Quasi-constant characters: Motivation, classification and applications

TL;DR

This paper introduces and classifies quasi-constant characters in reductive groups, demonstrating their relevance to Hodge line bundles and group-theoretical invariants, extending previous work on Shimura varieties.

Contribution

It generalizes the notion of minuscule characters to quasi-constant characters, proves their properties for Hodge line bundles, and classifies all such characters in reductive groups over any field.

Findings

The Hodge line bundle character is always quasi-constant.

Quasi-constant cocharacters enable construction of group-theoretical Hasse invariants.

Classification of quasi-constant characters in reductive groups over arbitrary fields.

Abstract

In our previous paper "Strata Hasse invariants, Hecke algebras and Galois representations", initially motivated by questions about the Hodge line bundle of a Hodge-type Shimura variety, we singled out a generalization of the notion of {\em minuscule character} which we termed {\em quasi-constant}. Here we prove that the character of the Hodge line bundle is always quasi-constant.
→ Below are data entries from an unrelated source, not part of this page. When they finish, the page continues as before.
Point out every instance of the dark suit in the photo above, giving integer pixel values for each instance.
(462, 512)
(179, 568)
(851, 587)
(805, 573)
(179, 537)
Furthermore, we classify the quasi-constant characters of an arbitrary connected, reductive group over an arbitrary field. As an application, we observe that, if $\mu$ is a quasi-constant cocharacter of an ${\mathbf F}_p$-group $G$, then our construction of group-theoretical Hasse invariants in loc. cit. applies to the stack $G\mbox{-Zip}^{\mu}$, without any restrictions on $p$, even if the pair $(G, \mu)$ is not of Hodge type and even if $\mu$ is not minuscule. We conclude with a more speculative discussion of some further motivation for considering quasi-constant cocharacters in the setting of our program outlined in loc cit.